= Furskin Bears =

Type of plush toy bears

Furskins was a series of plush toy bears in different sizes and guises created by Xavier Roberts in the 1980s. Furskins are a highly collectible item, yet are not as highly sought by collectors as Robert's most notable creation Cabbage Patch Kids.

==Background==
Created by Xavier Roberts, Furskins were produced by Panosh Place, Roberts’s Original Appalachian Artworks and Coleco from 1983 to the late 1980s.

==The Furskins Bear series==
Each Furskins Bear had its own unique attire, name and character background story in the valley of Moody Hollow. Bear sizes were styled into two main types, with a novel third. A set of 8 original five-inch posable bears began the series, followed by a second set of 8 five-inch posable bears out of popular demand. A subsequent set of 16 twenty two-inch bears were created as the demand for the toy grew. The Furskins series was rounded out by the addition of 6 small bears. Four special collectible bears were created for and sold at Wendy's for $1.99 during the 1980s.

Additional clothing was available for Furskins, as were playsets, for collectors to own. Playsets included the Moody Hollow Express and Moody Hollow General Store.

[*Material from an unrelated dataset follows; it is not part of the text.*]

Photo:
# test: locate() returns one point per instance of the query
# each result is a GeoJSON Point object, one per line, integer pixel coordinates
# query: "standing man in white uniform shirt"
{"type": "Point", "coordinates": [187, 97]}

==Furskins Bear character names==
Each Furskin hailed from Moody Hollow and had a unique look to match the character's story. Some popular Furskins characters were:

- Selma Jean Furskin—the Possum Queen of Moody Hollow has a ribbon attached crown, sash, pants and shoes.
- Hattie Furskin—"the pie baker of Moody Hollow" Peach multi colored dress with blue ribbon.
- Dudley Furskin—"the general store manager" striped overalls and scarf.
- Cecelia Furskin—middle sized red fur, red and white plaid shirt with lace. Denim dress and cowboy hat.
- Fannie Fay Furskin—"School Marm" pale pink print dress, solid pale pink pinafore, dark pink stretch stockings.
- Boon Furskin—"the sweet-toothed beekeeper" straw hat, bug net, bees, flannel shirt and khakis.
- J. Livingston Clayton Furskin—middle sized - tracker explorer Scout - Camo and hunting cap.
- Persimmon Furskin—middle sized baker's assistant. Light blue dress flowers apron with two pockets and headband.
- Bubba Furskin—middle sized best tater farmer (sweet) east of Idaho. Blue overalls, red long johns and bandanna.
- Hank "Spitball" Furskin—middle sized, baseball hat, red.
- Baby Thistle Furskin—middle sized, diapers.
- Junie Mae Furskin—middle sized square dancer in blue polka dot dress, lace slip and yellow ribbon.
- Farrell Furskin -- "the Moody Hollow Postmaster" hat, flannel shirt and "trademark bowtie".
- Humphrey Furskin—blue (or other colored) tee-shirt.
- CeCe Furskin
- Debonaire Bear
- Jam Furskin
- Wizards
- Coleco 1st 8 issue: Orville T (aviator) Jedgar (sheriff) Selma Jean (possum queen) Fannie Faye (school marm) Boone (bee keeper) Farrell (postmaster) Dudley Furskin (store manager) Hattie (baker)
- Coleco 2nd 8 issue: Bubba (potato farmer) Cecelia (handywoman) Hank “Spitball” (baseball player) June Mae (squaredancer) Lila Claire Persimmon (baker’s assistant) J Livingstone Clayton “Scout” (scout) Thistle (the baby)
- Wendy’s Furskins Bears: Farrell, Hattie, Boone, Dudley
- Panosh Place Furskins: Dudley, Boone, Farrell, Hattie, Bubba, Cece, Lila Claire, Thistle, Persimmon, Hank Spitball, Jedgar, Junie Mae, Scout, Orville T., Selma Jean
- Hide and Seek Furskins (Baby Furskins): Molasses, Jam, Flour, Sugar, Candy, Honey

==Collectability==
Xavier Roberts's Furskins vary in collector value depending on condition and desirability.